First, got a webcast on O’Reilly later this week: Getting Started Running Apache Spark on Apache Mesos. That will be Friday January 24, at 10am PT.
Next, we have several workshops coming up: Bay Area in late Feb, DC in mid-Mar, then Boston in late Apr. The new Intro to Machine Learning workshop got great reviews, especially with the new “Just Enough Math” segment. The focus for this workshop is on understanding the business use cases for Machine Learning: beginning with an overview of the history of ML, how many different fields contributed and explaining the wide variety of terminology… then looking at team process, evaluating models in production, etc. Plus, a general rubric for how to approach building ML-based apps. Oh, we take a good look at comparing algorithms, too :) Most of the code examples are brief, based on R and Python.
There’s another workshop getting added, called Cluster Compute Integrations. We’ll look at a variety of distributed frameworks, how to build apps which integrate them: Spark, Storm, Hadoop, Cassandra, Titan, etc. More specifics about that in a couple weeks – but the emphasis is hands-on experience running these frameworks on AWS clusters.
Data Day Texas 2014 was held in Austin, Texas on Jan 11th. It was great to get to catch up with many friends in Austin. We had twice as many people attending as the year before, and a great set of speakers. Alex Moundalexis @Cloudera published a great set of photos, and Eventifier covered the conf too. Here’s a review of some of the talks, along with a collection of slide decks from the conference.
Clearly, Josh Wills @Cloudera stole the show. Check out the slides from his From the Lab to the Factory talk, and for more details check his recent preso video on InfoQ.
Another popular talk, Introduction to KNIME Data Mining Software by Michael Berthold about KNIME was reported as worth the price of admission.
Mining Social Web APIs with IPython Notebook by Matthew Russell @Digital Reasoning, was an excellent tutorial. Check out his books on O’Reilly Media. Matthew also teamed up with Steve Kramer @Paragon Science for Got Chaos? Extracting Business Intelligence from Email with Natural Language Processing and Dynamic Graph Analysis Check out slides 42-ff for the math regarding Finite-time Lyapunov exponents (FTLEs) for nonlinear time-series analysis – in this case, analyzing the Enron email data set. Recommended.
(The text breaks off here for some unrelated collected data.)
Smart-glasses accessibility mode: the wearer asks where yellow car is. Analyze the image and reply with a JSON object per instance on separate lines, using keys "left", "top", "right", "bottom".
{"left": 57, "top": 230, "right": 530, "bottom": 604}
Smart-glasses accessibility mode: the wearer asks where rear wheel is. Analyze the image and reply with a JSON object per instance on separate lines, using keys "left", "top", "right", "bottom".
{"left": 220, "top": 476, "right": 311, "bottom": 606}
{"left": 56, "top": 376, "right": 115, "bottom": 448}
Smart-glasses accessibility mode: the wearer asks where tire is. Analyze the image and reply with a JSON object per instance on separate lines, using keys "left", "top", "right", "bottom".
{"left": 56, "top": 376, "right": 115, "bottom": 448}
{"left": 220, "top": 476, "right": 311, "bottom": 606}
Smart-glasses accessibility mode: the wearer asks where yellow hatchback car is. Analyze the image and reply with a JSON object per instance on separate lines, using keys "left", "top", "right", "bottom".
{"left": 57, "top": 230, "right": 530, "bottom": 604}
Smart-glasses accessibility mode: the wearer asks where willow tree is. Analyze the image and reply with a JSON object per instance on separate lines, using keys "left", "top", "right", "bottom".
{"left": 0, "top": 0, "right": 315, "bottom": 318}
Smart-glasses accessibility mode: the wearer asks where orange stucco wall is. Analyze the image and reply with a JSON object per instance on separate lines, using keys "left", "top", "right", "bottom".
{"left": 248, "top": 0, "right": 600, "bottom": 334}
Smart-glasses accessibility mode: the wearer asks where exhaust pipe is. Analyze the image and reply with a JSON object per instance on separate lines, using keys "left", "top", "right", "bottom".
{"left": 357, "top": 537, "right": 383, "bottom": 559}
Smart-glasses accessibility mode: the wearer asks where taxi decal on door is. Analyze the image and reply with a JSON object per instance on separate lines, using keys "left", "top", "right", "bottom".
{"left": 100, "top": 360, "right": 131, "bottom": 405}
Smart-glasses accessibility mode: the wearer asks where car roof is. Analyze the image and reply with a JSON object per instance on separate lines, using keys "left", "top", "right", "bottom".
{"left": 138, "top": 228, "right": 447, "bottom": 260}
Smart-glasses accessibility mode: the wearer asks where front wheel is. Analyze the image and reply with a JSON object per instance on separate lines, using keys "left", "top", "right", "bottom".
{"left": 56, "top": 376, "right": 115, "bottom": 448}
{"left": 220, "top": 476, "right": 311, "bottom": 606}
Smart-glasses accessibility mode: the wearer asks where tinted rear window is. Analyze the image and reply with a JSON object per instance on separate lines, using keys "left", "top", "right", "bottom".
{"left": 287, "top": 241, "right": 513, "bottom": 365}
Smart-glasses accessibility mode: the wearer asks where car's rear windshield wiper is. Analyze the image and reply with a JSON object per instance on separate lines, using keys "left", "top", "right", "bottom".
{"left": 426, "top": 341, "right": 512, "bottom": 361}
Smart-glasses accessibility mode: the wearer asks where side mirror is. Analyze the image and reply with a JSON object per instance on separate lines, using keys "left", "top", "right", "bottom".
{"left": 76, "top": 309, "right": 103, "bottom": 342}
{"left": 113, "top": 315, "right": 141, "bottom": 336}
The Road to Summingbird: Stream Processing at (Every) Scale by Sam Ritchie @Paddleboard was another of my top picks. Sam was one of the authors of Summingbird at Twitter – recently relocated to Boulder. They’re lucky, the Big Data expertise in the Front Range just jumped exponentially.
Algorithmic Music Recommendations at Spotify by Chris Johnson @Spotify featured some of the more hard-core data science of the conference. Fun to see Spotify users/fans learning the details of how it's recommendations work under the hood.
If The Singularity Arrives, Will It Be By Design Or Evolution? by Bill Worzel @Evolution Enterprises presented Genetic Programming based on combinators. For the functional programming fans out there, check this out.
Developing Real-Time Data Pipelines with Apache Kafka by Joe Stein @AllThingsHadoop – another popular talk. Check out related material Launching Kafka with Apache Mesos, and in general check out Joe’s All Things Hadoop blog+podcast!
I did not get to catch all of the talks, but I've tried to collect as many of the slide decks as have been posted… Polyglot Persistence at Parse by Charity Majors @Facebook, Measure All The Things! by Gary Dusbabek @Rackspace, Message Architectures in Distributed Systems by Eric Lubow @SimpleReach, A Pipeline for Distributed Topic and Sentiment Analysis of Tweets on Pivotal Greenplum Database by Srivatsan Ramanujam @Pivotal Labs.
Meanwhile, I tried to tie together the many themes of DDTx 2014, and the themes of Big Data circa 2014 in general, with an umbrella keynote entitled The Big Picture.
That's the update for now. See you at Strata, if not sooner in Seattle!